Many modern orthodox synagogues, and many synagogues of other jewish movements, have the israeli flag with the star of David prominently displayed at the front of the synagogues near the ark containing the Torah scrolls. The star of David can be found on the tombstones of religious jews, going back hundreds of years in europe as it became accepted as the universal symbol of the jewish people.
Some researchers have theorized that the star of David represents the astrological chart at the time of David's birth or anointing as king. The star of David is also known as the "King's Star" in astrological circles, and was undoubtedly an important astrological symbol in Zoroastrianism.

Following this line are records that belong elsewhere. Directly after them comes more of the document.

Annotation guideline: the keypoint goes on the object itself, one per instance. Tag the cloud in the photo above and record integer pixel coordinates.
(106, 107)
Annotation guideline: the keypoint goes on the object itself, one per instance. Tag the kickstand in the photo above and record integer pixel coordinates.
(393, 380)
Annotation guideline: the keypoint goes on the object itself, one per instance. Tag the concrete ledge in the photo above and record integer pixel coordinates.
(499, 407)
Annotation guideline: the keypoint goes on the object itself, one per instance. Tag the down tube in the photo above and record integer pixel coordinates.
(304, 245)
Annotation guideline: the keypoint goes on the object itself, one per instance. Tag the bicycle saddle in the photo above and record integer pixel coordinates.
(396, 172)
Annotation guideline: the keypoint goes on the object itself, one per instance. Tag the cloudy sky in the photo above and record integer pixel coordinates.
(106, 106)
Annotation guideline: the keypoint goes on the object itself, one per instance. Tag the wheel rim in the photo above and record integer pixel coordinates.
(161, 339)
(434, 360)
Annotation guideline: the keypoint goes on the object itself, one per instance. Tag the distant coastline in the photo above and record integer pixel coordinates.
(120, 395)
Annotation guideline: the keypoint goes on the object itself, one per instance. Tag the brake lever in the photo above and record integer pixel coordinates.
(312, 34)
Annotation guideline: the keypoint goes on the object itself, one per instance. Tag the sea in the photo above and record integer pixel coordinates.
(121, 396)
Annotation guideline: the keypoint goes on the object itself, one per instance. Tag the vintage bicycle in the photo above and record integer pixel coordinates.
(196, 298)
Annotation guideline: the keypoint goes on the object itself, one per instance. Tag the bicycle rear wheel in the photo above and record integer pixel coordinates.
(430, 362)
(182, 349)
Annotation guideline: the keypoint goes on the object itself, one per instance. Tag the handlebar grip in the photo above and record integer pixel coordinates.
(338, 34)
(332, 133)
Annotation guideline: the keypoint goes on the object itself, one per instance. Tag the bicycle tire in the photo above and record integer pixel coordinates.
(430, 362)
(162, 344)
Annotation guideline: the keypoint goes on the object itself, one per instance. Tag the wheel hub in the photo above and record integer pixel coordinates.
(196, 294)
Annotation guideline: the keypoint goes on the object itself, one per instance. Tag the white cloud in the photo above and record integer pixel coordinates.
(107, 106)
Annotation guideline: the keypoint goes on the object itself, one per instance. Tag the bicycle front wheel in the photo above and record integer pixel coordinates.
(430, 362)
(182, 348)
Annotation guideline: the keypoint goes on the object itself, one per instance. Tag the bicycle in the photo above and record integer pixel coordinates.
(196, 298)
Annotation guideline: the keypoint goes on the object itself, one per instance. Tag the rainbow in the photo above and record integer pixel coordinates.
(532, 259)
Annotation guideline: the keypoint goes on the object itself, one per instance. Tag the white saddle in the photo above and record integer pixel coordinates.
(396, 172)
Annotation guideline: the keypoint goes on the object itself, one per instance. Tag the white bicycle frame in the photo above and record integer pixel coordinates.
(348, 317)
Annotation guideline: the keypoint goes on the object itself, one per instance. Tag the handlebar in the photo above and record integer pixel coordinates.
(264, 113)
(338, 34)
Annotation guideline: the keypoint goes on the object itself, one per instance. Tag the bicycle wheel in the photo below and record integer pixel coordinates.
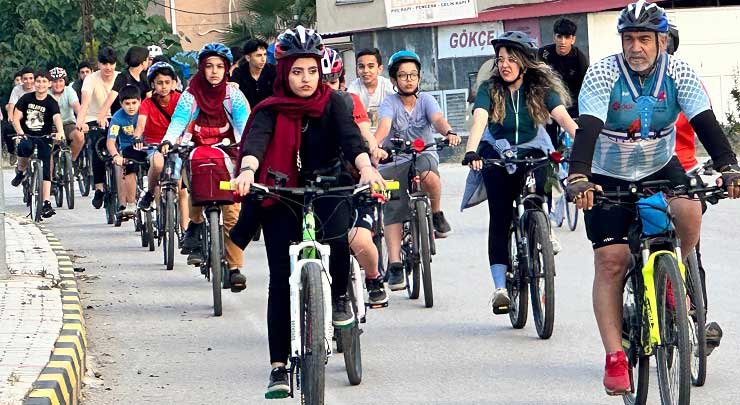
(69, 181)
(313, 353)
(516, 284)
(37, 189)
(215, 254)
(169, 225)
(425, 254)
(697, 321)
(673, 356)
(542, 280)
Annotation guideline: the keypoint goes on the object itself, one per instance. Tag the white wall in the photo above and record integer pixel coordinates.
(710, 43)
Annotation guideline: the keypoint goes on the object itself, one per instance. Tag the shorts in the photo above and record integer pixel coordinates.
(609, 224)
(397, 211)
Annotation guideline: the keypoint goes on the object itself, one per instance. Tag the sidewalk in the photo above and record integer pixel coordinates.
(41, 331)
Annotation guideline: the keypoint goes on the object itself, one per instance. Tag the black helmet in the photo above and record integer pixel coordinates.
(518, 40)
(299, 41)
(673, 39)
(642, 16)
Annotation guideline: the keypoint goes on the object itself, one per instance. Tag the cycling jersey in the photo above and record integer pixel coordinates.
(626, 149)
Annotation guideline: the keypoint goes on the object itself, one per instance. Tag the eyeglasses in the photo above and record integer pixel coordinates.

Prof. Gershom Sholem theorizes that the "star of David" originates in the writings of Aristotle, who used triangles in different positions to indicate the different basic elements. The superposed triangles thus represented combinations of those elements. From Aristotle's writings those symbols made their ways into early, pre-moslem, arab literature. The arabs were very interested in arithmetics, and were also very strongly drawn to occult and demonic tales. In fact, one of the most important personae in early arab literature was king Salomon (Suliman). The Babylonian Talmud contains a legend about king Salomon being kidnapped by Ashmedai, the king of demons. He succeeded in kidnapping the king by stealing his "seal of Salomon" - (arabic - Hattam Soliman), although according to the Talmud this seal was simply a metal coin with hebrew letters meaning the name of God, inscribed on it. It is possible that the seal was altered in the arab tales.
The first apparition of the symbol in jewish scriptures was in oriental kabbalistic writings, so it is possible that it was an alteration of the pentagram under arab influence. Early jewish symbols include the Shofar ("ram's horn"), Lulav ("shoot of palm"), and the seven-branch Menorah ("candelabra"), but no hexagram is found in early jewish symbolism.